Data File Formats

Overview

Teaching: 30 min
Exercises: 0 min
Questions
  • What are the common file formats for Climate Datasets?

  • What is NetCDF?

  • How can we open and access data in NetCDF files?

Objectives
  • Become familiar with some of the varieties of data formats used for climate data

  • Learn how to peruse and parse a NetCDF file

  • Introduction to xarray

Formats of Datasets

There are many data formats in use in the field of climate research, but there are a few that predominate:

  1. NetCDF: The Network Common Data Form (originally called the Network Climate Data Format). Typical suffixes: .nc, .nc4. This binary format was developed by the climate community, but has been adopted in many other communities due to its utility and self-describing format (i.e., the data file also includes metadata to describe the contents, its spatial, temporal and any other dimensions, properties and attributes). Beginning with version 4, data compression has become an option. It has become the most common format for climate data files.

  2. GRIB: GRIdded Binary format. Typical suffix: grb. GRIB was developed by the World Meteorological Organization (WMO) as an efficient compressed binary format for exchange of weather data. The original format (GRIB1) is only semi-self describing, as it required external look-up tables to decode indices used. GRIB2 is truly self describing. Unlike NetCDF, GRIB allows for tailored compression for each variable in a file.

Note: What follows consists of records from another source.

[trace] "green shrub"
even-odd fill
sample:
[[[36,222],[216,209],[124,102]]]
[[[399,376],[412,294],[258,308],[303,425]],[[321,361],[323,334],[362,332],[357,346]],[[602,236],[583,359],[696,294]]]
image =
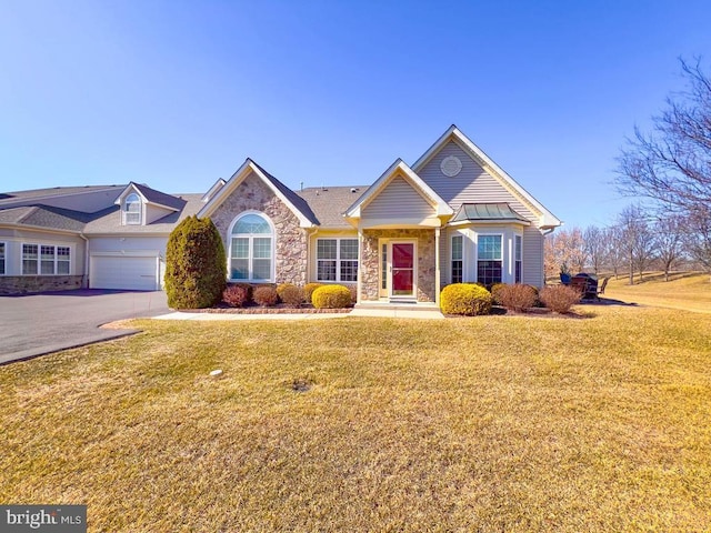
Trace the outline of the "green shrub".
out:
[[[249,301],[249,291],[244,286],[230,285],[222,292],[222,301],[231,308],[241,308]]]
[[[535,305],[538,300],[538,291],[531,285],[524,285],[522,283],[507,285],[501,283],[492,286],[492,290],[493,289],[497,289],[497,295],[492,292],[494,300],[511,311],[525,311]]]
[[[555,313],[567,313],[574,304],[580,302],[582,294],[569,285],[544,286],[539,293],[543,305]]]
[[[297,285],[294,285],[293,283],[279,283],[277,285],[277,295],[279,296],[280,300],[282,300],[281,299],[281,293],[284,292],[284,290],[287,290],[290,286],[297,286]]]
[[[470,283],[453,283],[442,289],[440,306],[444,314],[474,316],[489,314],[493,299],[482,286]]]
[[[313,291],[311,301],[317,309],[348,308],[351,304],[351,291],[343,285],[323,285]]]
[[[166,294],[173,309],[214,305],[227,285],[227,259],[210,219],[188,217],[170,233],[166,250]]]
[[[254,288],[249,283],[244,283],[240,281],[238,283],[230,283],[230,286],[241,286],[247,291],[247,300],[244,301],[244,304],[248,304],[249,302],[252,301],[252,291],[254,290]]]
[[[303,285],[303,301],[307,303],[312,303],[311,295],[313,291],[316,291],[319,286],[323,286],[323,283],[307,283]]]
[[[281,293],[279,293],[279,288],[277,288],[277,293],[279,293],[281,301],[291,308],[300,306],[303,303],[303,289],[291,283],[284,284],[288,286],[282,286]]]
[[[271,285],[260,285],[252,291],[252,300],[254,300],[257,305],[268,308],[270,305],[277,305],[279,294],[277,294],[277,289]]]
[[[507,283],[494,283],[493,285],[491,285],[491,298],[493,299],[493,303],[495,303],[497,305],[503,305],[503,303],[501,302],[500,293],[507,286],[509,286]]]

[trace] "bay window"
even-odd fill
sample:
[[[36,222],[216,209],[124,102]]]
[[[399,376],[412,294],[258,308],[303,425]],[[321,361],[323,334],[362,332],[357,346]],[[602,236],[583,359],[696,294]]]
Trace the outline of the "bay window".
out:
[[[247,213],[238,218],[230,233],[230,279],[273,281],[273,230],[266,217]]]
[[[69,275],[71,249],[53,244],[22,244],[23,275]]]
[[[477,244],[477,281],[484,285],[501,283],[501,235],[479,235]]]

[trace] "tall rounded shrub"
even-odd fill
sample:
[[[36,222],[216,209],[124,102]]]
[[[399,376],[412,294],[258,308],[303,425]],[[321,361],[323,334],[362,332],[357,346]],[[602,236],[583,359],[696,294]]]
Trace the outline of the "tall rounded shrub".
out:
[[[173,309],[209,308],[227,285],[227,259],[220,232],[210,219],[188,217],[168,238],[166,293]]]
[[[489,314],[492,303],[493,299],[487,289],[471,283],[452,283],[442,289],[440,294],[440,306],[444,314]]]

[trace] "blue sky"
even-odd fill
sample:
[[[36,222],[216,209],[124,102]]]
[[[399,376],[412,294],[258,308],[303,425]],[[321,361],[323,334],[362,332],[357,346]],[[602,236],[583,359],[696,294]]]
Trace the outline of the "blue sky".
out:
[[[0,0],[0,189],[204,192],[251,157],[369,184],[455,123],[569,227],[634,124],[711,71],[705,1]]]

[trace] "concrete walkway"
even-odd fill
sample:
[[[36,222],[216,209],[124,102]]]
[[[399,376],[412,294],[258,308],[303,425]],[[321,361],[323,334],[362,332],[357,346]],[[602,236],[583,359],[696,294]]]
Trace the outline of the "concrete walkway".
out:
[[[428,319],[439,320],[444,315],[438,309],[412,310],[412,309],[372,309],[356,308],[350,313],[284,313],[284,314],[241,314],[241,313],[188,313],[176,311],[159,316],[154,320],[326,320],[343,319],[347,316],[378,316],[391,319]]]
[[[154,320],[192,320],[192,321],[216,321],[216,320],[323,320],[342,319],[350,313],[283,313],[283,314],[241,314],[241,313],[187,313],[176,311],[173,313],[153,316]]]

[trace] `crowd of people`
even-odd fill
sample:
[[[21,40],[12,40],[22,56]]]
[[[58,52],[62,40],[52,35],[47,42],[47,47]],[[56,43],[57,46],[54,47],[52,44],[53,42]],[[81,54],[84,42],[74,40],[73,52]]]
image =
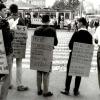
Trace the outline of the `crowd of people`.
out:
[[[3,3],[0,3],[0,30],[2,30],[4,47],[7,57],[8,70],[9,74],[1,74],[0,73],[0,81],[3,81],[1,92],[0,92],[0,100],[7,100],[8,90],[13,88],[12,84],[12,67],[13,67],[13,47],[12,41],[14,39],[16,26],[22,25],[25,26],[25,21],[18,15],[18,6],[16,4],[12,4],[9,7],[10,16],[6,17],[6,6]],[[53,37],[54,38],[54,46],[57,46],[58,39],[56,35],[56,30],[53,27],[49,26],[49,16],[42,16],[42,23],[40,27],[35,29],[34,36],[42,36],[42,37]],[[69,55],[69,60],[67,64],[67,73],[66,73],[66,81],[65,81],[65,89],[61,91],[64,95],[69,95],[70,93],[70,84],[72,76],[69,75],[69,68],[72,57],[72,50],[74,42],[86,43],[86,44],[98,44],[98,53],[97,53],[97,68],[98,68],[98,80],[100,86],[100,26],[96,27],[96,32],[94,36],[92,36],[87,30],[87,21],[85,18],[79,18],[77,20],[75,32],[69,42],[69,49],[71,50]],[[27,37],[26,37],[27,38]],[[17,91],[27,91],[29,88],[22,84],[22,59],[16,58],[16,83],[17,83]],[[52,65],[51,65],[52,66]],[[37,70],[37,95],[43,95],[44,97],[52,96],[53,93],[48,90],[49,87],[49,77],[50,72],[44,72]],[[76,76],[75,78],[75,87],[73,89],[74,95],[78,96],[80,94],[79,87],[81,83],[82,77]],[[43,82],[43,89],[42,89]]]

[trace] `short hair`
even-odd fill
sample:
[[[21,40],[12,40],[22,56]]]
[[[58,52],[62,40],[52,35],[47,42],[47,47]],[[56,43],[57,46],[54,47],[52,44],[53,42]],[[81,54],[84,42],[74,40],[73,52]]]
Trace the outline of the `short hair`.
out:
[[[43,15],[42,16],[42,23],[47,23],[50,21],[49,15]]]
[[[78,22],[81,22],[84,26],[87,26],[87,21],[86,21],[86,18],[84,17],[79,18]]]
[[[9,10],[11,13],[18,13],[18,6],[16,4],[12,4]]]
[[[3,8],[6,8],[6,6],[5,6],[3,3],[0,3],[0,11],[1,11]]]

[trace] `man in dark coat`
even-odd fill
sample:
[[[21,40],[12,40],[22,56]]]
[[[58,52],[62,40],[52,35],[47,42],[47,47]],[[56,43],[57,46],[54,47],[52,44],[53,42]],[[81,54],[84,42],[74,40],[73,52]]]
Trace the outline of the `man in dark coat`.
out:
[[[72,76],[69,76],[69,68],[70,68],[70,62],[71,62],[71,56],[72,56],[72,50],[73,50],[73,44],[74,42],[79,42],[79,43],[87,43],[87,44],[92,44],[92,35],[87,31],[86,29],[86,19],[85,18],[80,18],[78,19],[78,31],[75,32],[69,42],[69,49],[71,50],[68,64],[67,64],[67,75],[66,75],[66,82],[65,82],[65,91],[61,91],[62,94],[68,95],[69,90],[70,90],[70,83]],[[79,86],[81,82],[81,76],[76,76],[75,78],[75,87],[74,87],[74,95],[78,96],[79,95]]]
[[[44,36],[44,37],[54,37],[54,46],[58,44],[57,36],[56,36],[56,31],[54,28],[49,26],[49,16],[48,15],[43,15],[42,17],[42,23],[43,25],[41,27],[38,27],[34,35],[35,36]],[[49,85],[49,74],[50,72],[43,72],[43,71],[38,71],[37,70],[37,88],[38,88],[38,95],[42,95],[44,97],[52,96],[53,93],[48,91],[48,85]],[[44,85],[44,89],[42,91],[41,85]]]
[[[13,49],[12,49],[11,42],[13,40],[13,35],[10,33],[9,23],[6,19],[6,6],[2,3],[0,3],[0,30],[2,30],[4,48],[7,57],[7,64],[8,64],[7,69],[10,70],[12,65]],[[0,81],[3,81],[3,84],[1,86],[1,92],[0,92],[0,100],[7,99],[8,88],[10,85],[9,78],[10,78],[10,74],[0,73]]]

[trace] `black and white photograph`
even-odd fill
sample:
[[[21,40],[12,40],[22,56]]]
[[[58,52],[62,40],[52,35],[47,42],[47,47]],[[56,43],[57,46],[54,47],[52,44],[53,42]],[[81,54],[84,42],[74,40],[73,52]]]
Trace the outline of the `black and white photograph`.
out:
[[[100,100],[100,0],[0,0],[0,100]]]

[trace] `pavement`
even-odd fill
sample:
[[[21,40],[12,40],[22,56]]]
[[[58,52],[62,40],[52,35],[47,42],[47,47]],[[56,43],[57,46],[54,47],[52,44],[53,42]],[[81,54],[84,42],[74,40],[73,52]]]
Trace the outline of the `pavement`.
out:
[[[26,92],[16,90],[15,71],[13,68],[14,88],[9,90],[7,100],[100,100],[100,90],[98,86],[97,70],[90,72],[89,77],[83,77],[80,85],[80,96],[73,95],[74,77],[70,87],[70,96],[60,93],[64,89],[66,71],[53,71],[50,75],[49,90],[54,93],[52,97],[45,98],[37,95],[36,71],[23,68],[23,84],[29,87]]]
[[[68,42],[72,36],[72,32],[66,30],[57,30],[57,36],[59,44],[54,51],[53,59],[53,71],[50,75],[49,90],[54,93],[52,97],[44,98],[37,95],[36,85],[36,71],[30,70],[30,43],[31,35],[34,33],[34,29],[29,30],[26,58],[23,60],[23,84],[29,87],[26,92],[18,92],[16,90],[16,64],[14,61],[13,67],[13,85],[14,88],[9,90],[7,100],[100,100],[100,89],[98,86],[98,77],[96,70],[96,52],[94,52],[92,63],[95,65],[92,67],[89,77],[83,77],[80,85],[80,96],[75,97],[73,95],[74,77],[72,79],[70,87],[70,96],[65,96],[60,93],[64,89],[65,77],[66,77],[66,65],[69,55]]]

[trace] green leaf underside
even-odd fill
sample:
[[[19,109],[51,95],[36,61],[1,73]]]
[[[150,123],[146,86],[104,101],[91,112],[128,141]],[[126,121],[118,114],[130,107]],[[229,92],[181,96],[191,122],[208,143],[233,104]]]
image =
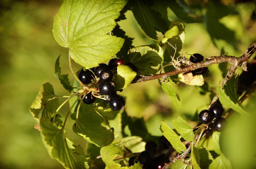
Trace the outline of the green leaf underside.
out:
[[[116,90],[128,87],[137,75],[129,66],[120,65],[117,66],[117,74],[113,80],[116,86]]]
[[[65,0],[55,17],[52,30],[55,40],[69,48],[69,54],[86,69],[109,60],[124,42],[107,35],[126,0]]]
[[[230,161],[223,155],[220,155],[214,159],[209,167],[209,169],[231,169],[232,168]]]
[[[200,169],[199,166],[200,157],[198,149],[194,145],[191,149],[191,162],[194,169]]]
[[[41,86],[35,100],[29,106],[29,111],[37,123],[39,123],[39,112],[43,105],[47,106],[44,107],[42,114],[49,118],[56,111],[59,102],[55,96],[53,87],[50,83],[46,83]]]
[[[182,159],[178,160],[169,167],[169,169],[185,169],[188,165],[183,163]]]
[[[59,129],[42,116],[40,118],[42,140],[51,157],[57,160],[66,169],[89,169],[89,160],[80,146],[75,146]]]
[[[238,100],[237,76],[233,76],[224,85],[223,89],[220,86],[218,87],[218,95],[221,104],[231,108],[241,115],[249,115],[247,112]]]
[[[55,62],[54,74],[57,79],[60,81],[63,87],[70,94],[73,88],[70,85],[68,79],[68,74],[61,74],[61,67],[60,67],[60,57],[59,56]]]
[[[72,116],[76,113],[75,111]],[[82,104],[77,123],[73,125],[73,131],[90,143],[99,147],[105,146],[111,144],[114,138],[113,132],[101,126],[103,121],[104,118],[93,109]]]
[[[163,135],[171,143],[174,148],[180,153],[184,152],[186,147],[180,141],[180,137],[164,121],[162,122],[160,129]]]
[[[188,141],[193,140],[195,137],[193,129],[191,126],[189,125],[185,120],[179,116],[177,120],[172,120],[172,123],[175,129],[183,138]]]
[[[161,68],[163,50],[158,45],[133,48],[129,51],[128,54],[130,61],[138,68],[138,74],[155,74]]]
[[[161,86],[163,90],[171,98],[173,104],[179,109],[181,109],[181,101],[178,93],[173,87],[175,83],[169,81],[167,83],[161,83]]]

  3. Flat binary files, including those produced as output from FORTRAN programs, and the data files produced by GrADS. No standard suffix. Flat binary files contain no metadata, and usually cannot be understood without additional documntation. The native GrADS file format pairs one or more flat binary data files with a “data descriptor file”, usually ending with the suffix .ctl, that contains all the metadata of a dataset in a human writable and readible form.

  4. ASCII files, which include .csv or “comma separated values” files, which are a simple form of storing spreadsheets. ASCII stands for “American Standard Code for Information Interchange”, and is the text or “string” format standard for many programming languages. ASCII is considered easy to read by humans, but is much less efficient at storing data than binary formats. It is advisable only for small files.

  5. Excel files, a spreadsheet format with a wide range of specialized formatting extensions from Microsoft. Typical suffixes: .xls', .xlsx` (the latter uses extensible markup language XML to encode metadata information).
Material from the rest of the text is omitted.